THE UNION OF Students in Ireland has said it can’t condone the targeting of first year students for a “number of very ridiculous stunts” at a meeting of the Accounting and Finance Society (A&F). 

A&F has been banned from hosting social events this semester following an EGM in which students were put through a number of tasks in order to be elected as class representative on the committee. 

Speaking to Sean O’Rourke  on RTE Radio 1 this morning President of the USI Síona Cahill, said they have received a number of reports from students who were very uncomfortable with what unfolded. 

On behalf of students and students unions and  student societies across the country this was  unacceptable behaviour.

At the meeting, students who are single had to “shift” (kiss) someone to move onto the next round, according to DCU’s  college newspaper the College View.

Discussing the events with O’Rourke, Cahill said: “There were people incredibly uncomfortable in that room”:

We don’t condone what was going on here but we’re not the crap craic squad.

Cahill said that what was going on would have been more appropriate for the sex quiz for the Sexual Health Awareness and Guidance week where students know what they are signing up for. 

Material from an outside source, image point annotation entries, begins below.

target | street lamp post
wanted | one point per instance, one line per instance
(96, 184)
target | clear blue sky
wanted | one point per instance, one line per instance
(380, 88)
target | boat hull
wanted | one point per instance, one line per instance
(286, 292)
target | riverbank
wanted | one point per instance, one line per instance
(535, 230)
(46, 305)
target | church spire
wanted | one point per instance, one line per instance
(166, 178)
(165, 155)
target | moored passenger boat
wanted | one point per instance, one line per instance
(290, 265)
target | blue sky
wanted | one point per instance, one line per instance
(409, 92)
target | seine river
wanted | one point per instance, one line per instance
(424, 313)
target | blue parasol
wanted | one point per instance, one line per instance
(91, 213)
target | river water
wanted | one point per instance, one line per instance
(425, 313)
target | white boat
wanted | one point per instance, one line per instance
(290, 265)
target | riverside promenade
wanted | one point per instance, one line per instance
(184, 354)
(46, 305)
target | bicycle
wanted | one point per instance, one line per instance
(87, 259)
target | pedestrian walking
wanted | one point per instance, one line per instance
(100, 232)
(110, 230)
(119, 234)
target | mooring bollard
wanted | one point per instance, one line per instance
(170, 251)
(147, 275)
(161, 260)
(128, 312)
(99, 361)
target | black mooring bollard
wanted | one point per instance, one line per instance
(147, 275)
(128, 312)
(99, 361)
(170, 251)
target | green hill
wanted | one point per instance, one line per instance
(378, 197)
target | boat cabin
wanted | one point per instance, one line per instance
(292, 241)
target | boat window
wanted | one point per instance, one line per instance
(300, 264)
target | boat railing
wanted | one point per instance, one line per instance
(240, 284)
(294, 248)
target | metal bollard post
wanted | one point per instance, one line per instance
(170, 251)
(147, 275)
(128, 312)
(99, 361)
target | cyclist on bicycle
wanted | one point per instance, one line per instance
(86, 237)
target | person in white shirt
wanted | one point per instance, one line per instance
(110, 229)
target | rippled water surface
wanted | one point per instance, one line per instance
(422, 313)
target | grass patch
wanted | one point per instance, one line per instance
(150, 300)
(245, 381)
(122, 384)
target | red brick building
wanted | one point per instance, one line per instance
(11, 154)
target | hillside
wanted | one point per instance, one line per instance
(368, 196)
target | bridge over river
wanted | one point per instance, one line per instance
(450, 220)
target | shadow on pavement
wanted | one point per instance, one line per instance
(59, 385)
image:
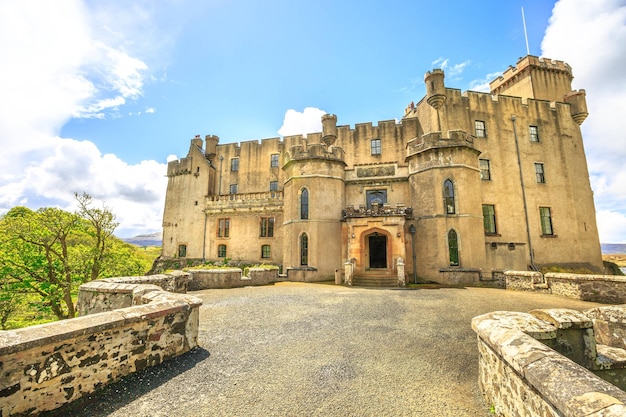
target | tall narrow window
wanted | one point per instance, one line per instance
(376, 196)
(546, 221)
(448, 197)
(453, 248)
(267, 227)
(304, 204)
(375, 147)
(489, 219)
(485, 169)
(481, 131)
(304, 249)
(541, 178)
(223, 227)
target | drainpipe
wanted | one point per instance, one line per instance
(521, 178)
(219, 186)
(412, 232)
(206, 217)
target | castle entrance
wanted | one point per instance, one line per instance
(377, 251)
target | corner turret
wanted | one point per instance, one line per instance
(578, 105)
(211, 146)
(435, 88)
(329, 129)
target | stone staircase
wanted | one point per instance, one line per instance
(379, 281)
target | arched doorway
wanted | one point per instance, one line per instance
(377, 244)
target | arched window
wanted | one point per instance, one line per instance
(453, 248)
(448, 197)
(304, 249)
(304, 204)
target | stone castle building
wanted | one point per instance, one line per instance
(465, 185)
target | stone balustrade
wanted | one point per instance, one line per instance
(523, 368)
(609, 289)
(49, 365)
(202, 279)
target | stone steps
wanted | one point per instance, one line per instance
(379, 281)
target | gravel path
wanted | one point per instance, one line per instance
(294, 349)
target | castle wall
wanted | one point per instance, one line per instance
(436, 140)
(566, 176)
(183, 217)
(49, 365)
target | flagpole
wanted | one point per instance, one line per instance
(525, 33)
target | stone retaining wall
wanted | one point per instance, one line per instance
(202, 279)
(46, 366)
(521, 373)
(608, 289)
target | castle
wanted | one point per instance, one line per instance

She told O’Rourke that what was being described by the students was unacceptable, but that this type of hazing is not reflective of college societies here: 

It’s not a thing in societies in Ireland, this incident is quite isolated but that doesn’t mean that it’s OK.

The students involved in organising the event will now undergo mandatory consent classes. Cahill said the situation is a symptom of a wider problem: 

It smacks really of a wider problem. Consent education needs to be rolled out across third level and second level.

DCU has issued a statement in response to the incident saying “inappropriate behaviour of this nature is not tolerated by the university”.

The college said it is taking the matter “extremely seriously”:

The University’s Society Life Committee met on 9 October to address the issues that arose and voted unanimously to suspend all of the social activities of the Accounting and Finance Society for the remainder of the semester. 
Furthermore, it was also decided that the students involved in organising the event in question should undergo a training workshop focusing on the topic of Respect and Dignity at Dublin City University. 

The statement goes on to say, “DCU is fully committed to all students and staff abiding by an ethos of dignity, courtesy and respect at all times”.